Here is a carved and painted image by the “Urban Master of Hildesheim”:
It depicts at lower left, the child Jesus seated on the lap of his mother Mary. Beside them sits St. Anne, by apocryphal tradition the mother of Mary, as well as the grandmother of Jesus. But the female figure towering above them, with staff in one hand and open book in the other, is the seldom seen “great-grandmother” of Jesus.
She actually has a name, but that name varies depending on the source. In this image and others, she is called Emerentia or Emerantia. Elsewhere — particularly in Florentine manuscripts — she is called Ismeria.
We find the tale of Emerentia in the Vita Iesu Christi of Ludolph of Saxony (c. 1300-1378):
It relates that seventy years before the “incarnation of the divine Word,” there was a virgin born of the root of David who used to visit the sons of the prophets on Mount Carmel. It is said that one of them had a dream in which he saw a root with two trees growing out of it. One of the trees had three branches, and one of the branches had flowers more pure and fragrant than the others. A voice in the dream said, Hec radix est Emerentia nostra — “This root is our Emerentia,” and added that she was destined to have great descendants.

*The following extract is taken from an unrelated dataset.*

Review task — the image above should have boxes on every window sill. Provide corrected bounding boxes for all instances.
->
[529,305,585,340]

Two Florentine manuscripts — one the 14th century MS Panciatichiano 40, the other the 15th century MS 1052 (in the National Central Library and Riccardiana library of Florence, respectively) give the name of St. Anne’s mother as Ismeria, and offer different details.
The reason for mentioning all of this is that readers may encounter some rather peculiar, newly-painted icons depicting Jesus sitting on the lap of Mary, and Mary sitting on the lap of St. Anne, and St. Anne sitting on the lap of her supposed mother, to whom the new icons give the name “Maria.” These new icons are apparently based on the old images of Mary sitting on St. Anne/Anna’s lap, and Jesus seated on Mary’s lap. Combinations of the three figures are found in old European art, and German even has the term Anna Selbdritt (German, meaning loosely “as a group of three”) for depictions of St. Anne, Mary, and Jesus as a group.
Of course none of these names for a supposed great-grandmother of Jesus are historical, but are merely the product of Christian inventiveness.